Viewing the evidence in the light most favorable to the prosecution (see People v Contes, 60 NY2d 620, 621), we find that it was legally sufficient to establish beyond a reasonable doubt the defendant's guilt of two counts of falsifying business records in the first degree, endangering the welfare of an incompetent or physically disabled person in the first degree, and two counts of wilful violation of the Public Health Law (see Penal Law §§ 175.10, 260.25; Public Health Law §§ 2803-d[1], [3], [7]; 12-b[2]).

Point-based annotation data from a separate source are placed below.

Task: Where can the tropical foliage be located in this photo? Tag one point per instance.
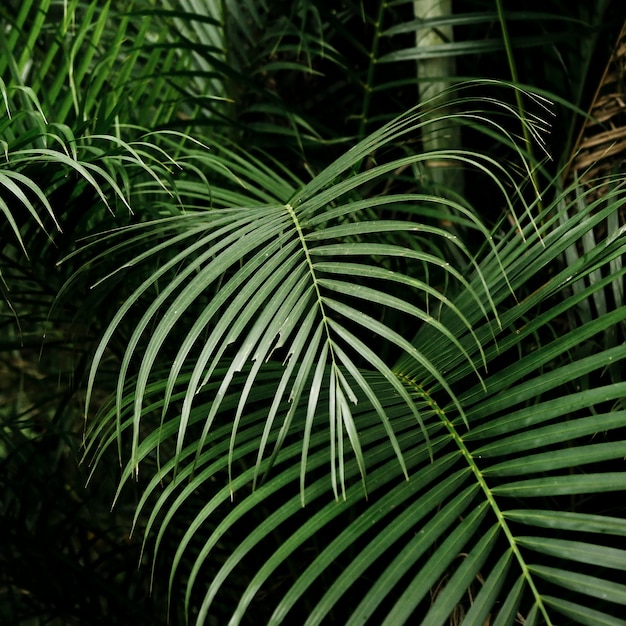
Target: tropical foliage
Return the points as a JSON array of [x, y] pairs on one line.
[[346, 351]]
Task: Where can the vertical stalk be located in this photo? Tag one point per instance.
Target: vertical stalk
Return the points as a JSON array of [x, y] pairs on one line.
[[435, 76], [369, 81]]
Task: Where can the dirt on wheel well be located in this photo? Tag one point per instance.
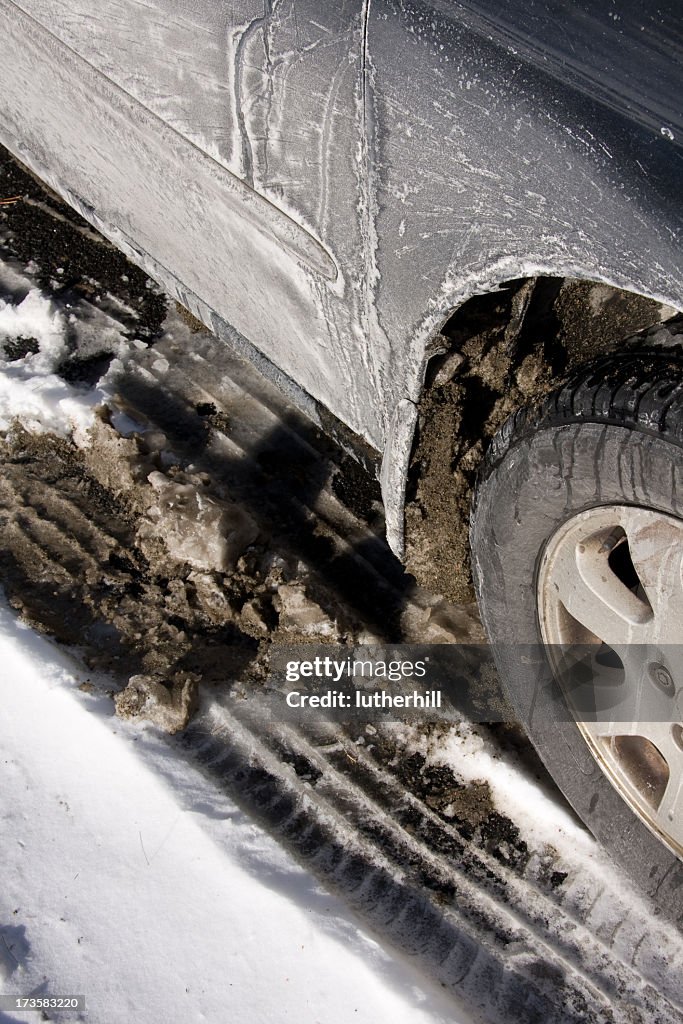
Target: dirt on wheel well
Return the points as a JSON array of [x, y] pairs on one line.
[[498, 352]]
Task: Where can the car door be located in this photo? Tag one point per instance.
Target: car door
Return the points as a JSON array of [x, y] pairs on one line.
[[221, 144]]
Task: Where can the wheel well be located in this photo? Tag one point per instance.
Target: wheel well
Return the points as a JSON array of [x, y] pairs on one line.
[[495, 353]]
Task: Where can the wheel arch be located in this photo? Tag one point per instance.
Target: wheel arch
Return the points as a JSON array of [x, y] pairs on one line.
[[629, 305]]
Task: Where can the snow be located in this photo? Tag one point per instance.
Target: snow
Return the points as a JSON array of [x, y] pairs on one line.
[[30, 389], [128, 879]]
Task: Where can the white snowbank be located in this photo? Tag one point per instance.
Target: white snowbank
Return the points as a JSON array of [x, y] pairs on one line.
[[126, 878], [30, 388]]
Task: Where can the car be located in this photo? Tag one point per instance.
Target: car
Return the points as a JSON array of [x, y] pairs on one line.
[[451, 232]]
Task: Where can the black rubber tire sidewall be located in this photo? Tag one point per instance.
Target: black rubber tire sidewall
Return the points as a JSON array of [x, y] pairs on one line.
[[545, 479]]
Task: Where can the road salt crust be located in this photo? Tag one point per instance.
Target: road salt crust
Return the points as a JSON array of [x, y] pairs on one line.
[[129, 880]]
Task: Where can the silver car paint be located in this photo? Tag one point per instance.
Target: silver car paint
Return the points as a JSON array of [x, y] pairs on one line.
[[332, 180]]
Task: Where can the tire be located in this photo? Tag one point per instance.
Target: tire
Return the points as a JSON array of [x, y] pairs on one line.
[[607, 445]]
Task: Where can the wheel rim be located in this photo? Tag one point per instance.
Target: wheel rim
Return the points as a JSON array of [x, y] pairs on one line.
[[610, 587]]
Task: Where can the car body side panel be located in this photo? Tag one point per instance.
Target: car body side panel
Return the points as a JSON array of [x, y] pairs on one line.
[[334, 179], [486, 164], [241, 181]]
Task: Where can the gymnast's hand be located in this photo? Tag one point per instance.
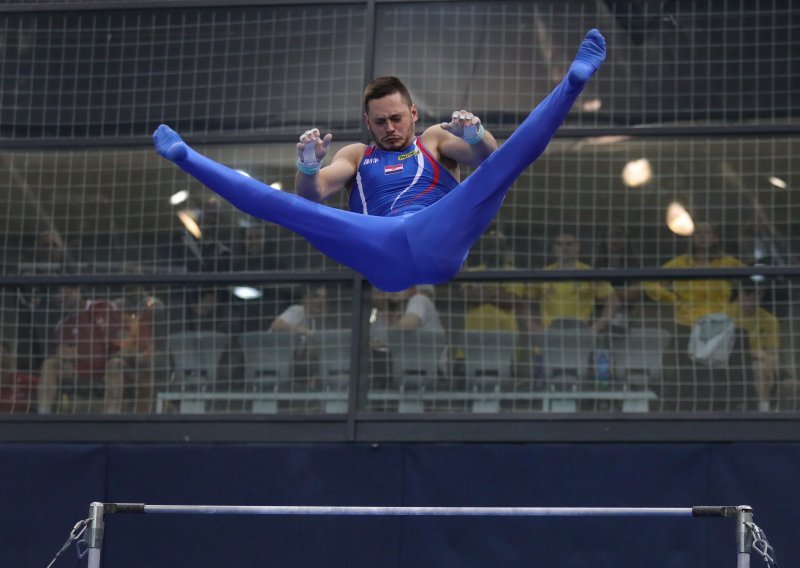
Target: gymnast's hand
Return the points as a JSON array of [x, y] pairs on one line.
[[169, 144], [465, 125], [311, 149]]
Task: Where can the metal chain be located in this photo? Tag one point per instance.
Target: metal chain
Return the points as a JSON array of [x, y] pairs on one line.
[[761, 545], [76, 533]]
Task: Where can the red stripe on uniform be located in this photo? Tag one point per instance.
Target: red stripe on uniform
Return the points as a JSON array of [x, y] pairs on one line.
[[436, 173]]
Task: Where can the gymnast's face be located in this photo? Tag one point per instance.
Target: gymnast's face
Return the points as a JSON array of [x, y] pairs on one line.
[[391, 121]]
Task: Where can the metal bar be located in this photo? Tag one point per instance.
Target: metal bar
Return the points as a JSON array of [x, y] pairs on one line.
[[420, 511], [698, 131], [537, 275]]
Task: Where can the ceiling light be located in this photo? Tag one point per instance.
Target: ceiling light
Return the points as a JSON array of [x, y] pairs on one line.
[[777, 182], [247, 293], [179, 197], [679, 221], [592, 105], [636, 173], [188, 220]]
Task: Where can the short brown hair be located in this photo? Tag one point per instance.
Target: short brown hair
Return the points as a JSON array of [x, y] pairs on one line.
[[383, 87]]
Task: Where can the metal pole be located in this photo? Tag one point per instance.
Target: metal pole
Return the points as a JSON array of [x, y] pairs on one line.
[[94, 536], [415, 511], [744, 539]]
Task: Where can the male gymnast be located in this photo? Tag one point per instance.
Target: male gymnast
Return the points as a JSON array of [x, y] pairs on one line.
[[411, 220]]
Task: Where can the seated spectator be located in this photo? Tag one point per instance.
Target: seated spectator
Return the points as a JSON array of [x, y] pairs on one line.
[[762, 332], [207, 309], [258, 253], [690, 386], [573, 300], [420, 311], [617, 251], [38, 308], [304, 319], [491, 306], [142, 345], [86, 367], [17, 390]]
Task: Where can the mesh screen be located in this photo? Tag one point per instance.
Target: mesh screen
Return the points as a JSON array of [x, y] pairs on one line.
[[73, 201]]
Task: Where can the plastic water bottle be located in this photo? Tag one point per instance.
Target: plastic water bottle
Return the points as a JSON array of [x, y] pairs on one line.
[[602, 364]]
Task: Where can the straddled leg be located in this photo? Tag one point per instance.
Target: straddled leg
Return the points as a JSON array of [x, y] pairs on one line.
[[427, 247], [374, 246], [452, 225]]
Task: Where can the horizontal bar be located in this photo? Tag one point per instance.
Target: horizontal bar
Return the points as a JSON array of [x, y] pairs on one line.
[[537, 275], [421, 511]]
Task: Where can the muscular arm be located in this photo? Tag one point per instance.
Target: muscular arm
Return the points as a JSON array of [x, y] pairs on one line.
[[454, 148], [331, 178]]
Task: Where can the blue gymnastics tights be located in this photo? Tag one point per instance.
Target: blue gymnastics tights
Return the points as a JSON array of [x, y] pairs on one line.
[[427, 246]]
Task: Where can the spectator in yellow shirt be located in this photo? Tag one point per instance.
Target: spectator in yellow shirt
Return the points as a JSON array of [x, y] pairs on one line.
[[572, 300], [694, 299], [689, 386], [763, 339]]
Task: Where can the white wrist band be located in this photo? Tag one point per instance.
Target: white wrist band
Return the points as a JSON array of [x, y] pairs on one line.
[[473, 134], [311, 170]]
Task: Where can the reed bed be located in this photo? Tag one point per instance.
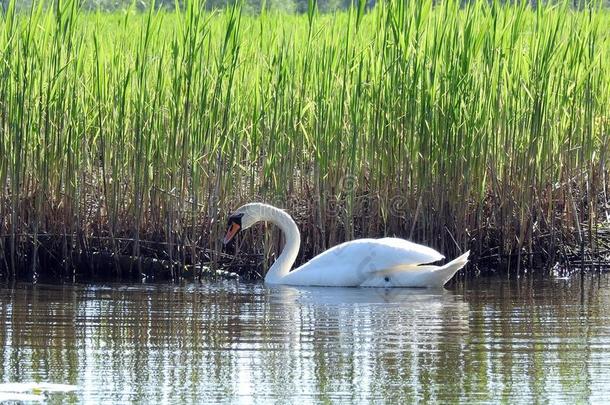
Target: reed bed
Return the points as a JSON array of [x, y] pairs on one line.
[[130, 136]]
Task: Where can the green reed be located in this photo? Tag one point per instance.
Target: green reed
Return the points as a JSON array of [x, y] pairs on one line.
[[481, 126]]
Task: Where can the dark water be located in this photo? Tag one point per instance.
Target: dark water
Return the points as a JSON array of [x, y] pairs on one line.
[[486, 341]]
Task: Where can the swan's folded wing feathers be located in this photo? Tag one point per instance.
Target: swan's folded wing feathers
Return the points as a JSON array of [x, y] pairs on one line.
[[357, 260]]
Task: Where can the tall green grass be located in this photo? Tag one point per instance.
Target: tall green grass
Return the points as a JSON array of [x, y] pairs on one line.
[[481, 126]]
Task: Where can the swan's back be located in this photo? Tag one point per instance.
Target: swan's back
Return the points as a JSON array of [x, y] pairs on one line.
[[352, 263]]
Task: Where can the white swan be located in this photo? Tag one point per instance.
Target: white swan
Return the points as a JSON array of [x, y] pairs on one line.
[[386, 262]]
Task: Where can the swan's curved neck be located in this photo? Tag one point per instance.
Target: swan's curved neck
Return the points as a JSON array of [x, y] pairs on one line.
[[282, 266]]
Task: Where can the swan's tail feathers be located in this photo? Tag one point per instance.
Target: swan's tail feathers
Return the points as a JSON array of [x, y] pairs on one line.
[[447, 271]]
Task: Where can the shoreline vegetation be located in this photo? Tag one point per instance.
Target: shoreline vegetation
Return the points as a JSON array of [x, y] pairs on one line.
[[126, 138]]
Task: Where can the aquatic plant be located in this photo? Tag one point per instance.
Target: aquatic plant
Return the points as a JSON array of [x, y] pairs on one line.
[[480, 125]]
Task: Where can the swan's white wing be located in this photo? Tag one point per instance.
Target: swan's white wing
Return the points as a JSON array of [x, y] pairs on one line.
[[351, 263]]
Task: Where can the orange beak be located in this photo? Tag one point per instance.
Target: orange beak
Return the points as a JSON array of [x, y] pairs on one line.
[[231, 232]]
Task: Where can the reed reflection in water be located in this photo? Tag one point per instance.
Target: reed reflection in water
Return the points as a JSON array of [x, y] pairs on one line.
[[487, 340]]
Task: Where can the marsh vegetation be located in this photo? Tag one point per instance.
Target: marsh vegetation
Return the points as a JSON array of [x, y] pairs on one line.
[[125, 138]]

Moreover, in fulfilling our responsibility to conduct an independent review of the weight of the evidence (see CPL 470.15[5]; People v Danielson, 9 NY3d 342, 348-349), we nevertheless accord great deference to the opportunity of the finder of fact to view the witnesses, hear testimony, and observe demeanor (see People v Mateo, 2 NY3d 383, 410; People v Bleakley, 69 NY2d 490, 495). Upon reviewing the record here, we are satisfied that the verdict of guilt as to those crimes was not against the weight of the evidence (see People v Romero, 7 NY3d 633).
Under the circumstances, the sentence imposed was excessive to the extent indicated herein (see People v Suitte, 90 AD2d 80).
The defendant's remaining contentions are either without merit or need not be reached in light of our determination.
AUSTIN, J.P., ROMAN, COHEN and BARROS, JJ., concur.